Revenons ici sur un événement survenu il y a quelques semaines. Mi-mars, le krach des marchés financiers a mis sous pression la finance décentralisée avec notamment une conséquence: rendre insolvable Maker – un service financier qui permet d’emprunter des dollars de manière décentralisée – et faire perdre plusieurs millions de francs suisses aux utilisateurs qui avaient déposé des cryptomonnaies dans ce service.

L’équipe fondatrice ne dispose d’aucun moyen d’accès aux cryptomonnaies de ses utilisateurs; la perte financière des utilisateurs n’est donc pas la résultante d’une erreur ou d’une fraude de leur part mais plutôt de la congestion du réseau Ethereum ce jour-là, qui voyait un nombre inhabituel de transactions, lié au krach des marchés. Cette congestion, qui a dégradé la qualité de plusieurs services de finance décentralisée, constitue donc un facteur totalement hors du ressort de l’équipe fondatrice.

L’histoire aurait pu s’arrêter là si certains utilisateurs, se sentant lésés, n’avait pas porté plainte contre deux fondations et une entreprise affiliées à Maker. Les plaignants reprochent les négligences de l’équipe fondatrice et la minimisation, voire la non-divulgation volontaire, des risques auxquels s’exposent les utilisateurs du service financier.

Laisser la gestion du service aux utilisateurs entraîne
une baisse de flexibilité dans la prise de décision.

Par conséquent, les plaignants réclament plusieurs dizaines de millions de francs suisse de dommages et intérêts. Même si nous ne pouvons connaître le verdict qui sera rendu, la seule possibilité que l’on puisse attaquer en justice un service financier dit “décentralisé” nous montre à quel point la question de la gouvernance est un sujet clef.
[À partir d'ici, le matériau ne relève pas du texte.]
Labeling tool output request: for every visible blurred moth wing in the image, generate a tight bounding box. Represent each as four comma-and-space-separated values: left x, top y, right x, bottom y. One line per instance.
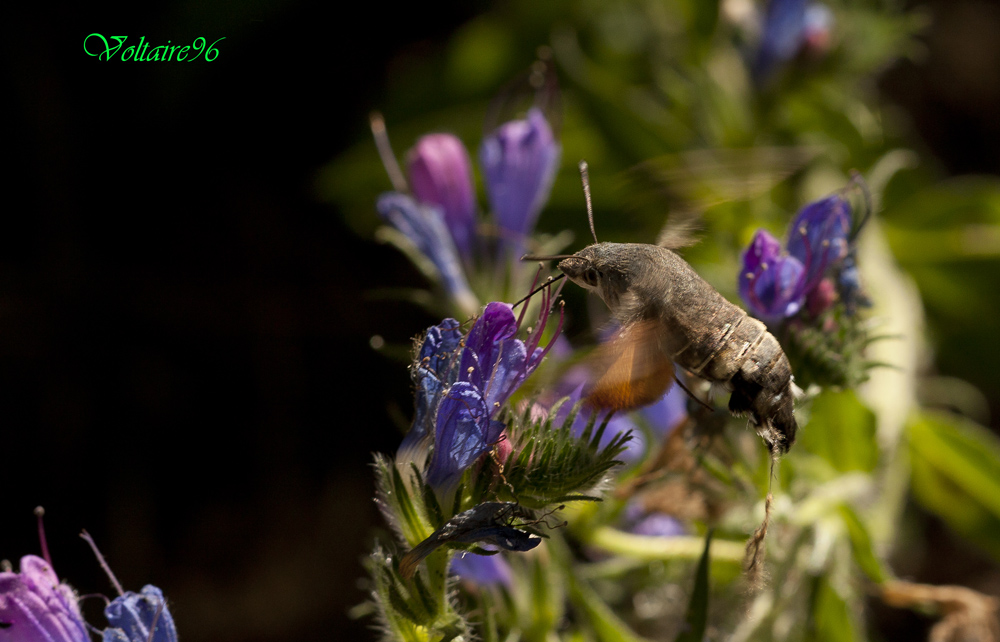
586, 319, 675, 412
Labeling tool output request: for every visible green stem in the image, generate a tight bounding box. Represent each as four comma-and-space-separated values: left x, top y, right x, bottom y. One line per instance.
587, 527, 745, 565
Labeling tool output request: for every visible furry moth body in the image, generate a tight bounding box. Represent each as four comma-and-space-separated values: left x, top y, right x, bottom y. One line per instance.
556, 242, 798, 454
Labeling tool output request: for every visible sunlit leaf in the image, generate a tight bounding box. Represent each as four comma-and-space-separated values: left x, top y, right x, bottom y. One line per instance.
908, 411, 1000, 561
798, 389, 877, 473
674, 530, 712, 642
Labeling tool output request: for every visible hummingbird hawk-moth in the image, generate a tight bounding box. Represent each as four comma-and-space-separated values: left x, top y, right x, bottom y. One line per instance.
524, 164, 798, 455
551, 241, 798, 455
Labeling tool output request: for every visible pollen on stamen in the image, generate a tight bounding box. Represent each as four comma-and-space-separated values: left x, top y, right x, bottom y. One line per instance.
799, 226, 807, 235
467, 367, 475, 375
760, 262, 768, 270
821, 240, 830, 247
746, 272, 755, 280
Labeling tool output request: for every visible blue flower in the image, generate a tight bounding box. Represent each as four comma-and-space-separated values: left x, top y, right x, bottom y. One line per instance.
407, 133, 478, 260
739, 229, 807, 322
739, 191, 862, 322
752, 0, 834, 84
401, 318, 463, 456
376, 192, 479, 316
0, 555, 89, 642
102, 586, 178, 642
417, 295, 561, 490
622, 500, 686, 538
451, 549, 513, 588
480, 108, 561, 253
786, 195, 851, 294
Et c’est pourtant un sujet que l’équipe fondatrice avait bien en tête, proposant même une feuille de route du transfert progressif de la gouvernance à la communauté.  Après l’événement de la mi-mars, l’équipe fondatrice s’est trouvée forcée de finaliser ce transfert en urgence, en particulier pour mieux se protéger à l’avenir de potentielles attaques en justice.

Bien que laisser la gestion du service aux utilisateurs présente des intérêts indéniables (plus grande résilience du service, répartition de la responsabilité), ce choix entraîne simultanément une baisse de flexibilité dans la prise de décision: nous passons d’une startup avec une dizaine de voix à une communauté avec des centaines voire des milliers de voix. Il s’agit donc de bien penser son modèle de gouvernance en amont pour que cette décentralisation soit une force et non une faiblesse.  
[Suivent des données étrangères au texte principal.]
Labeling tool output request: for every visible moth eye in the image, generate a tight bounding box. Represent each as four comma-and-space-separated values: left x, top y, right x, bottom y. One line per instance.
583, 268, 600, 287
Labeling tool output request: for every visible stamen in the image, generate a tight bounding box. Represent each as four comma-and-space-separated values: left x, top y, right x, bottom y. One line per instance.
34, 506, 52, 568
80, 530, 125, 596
La décentralisation de la gouvernance sera bientôt vue comme une nécessité, une évidence et ce bien au-delà de la finance décentralisée. Comme pour la RGPD, ce seront des questionnements que nous serons tous obligés d’intégrer dès la phase de conceptualisation de chaque service ou application, permettant ainsi de donner à la communauté le contrôle du projet et la responsabilité qui en découle.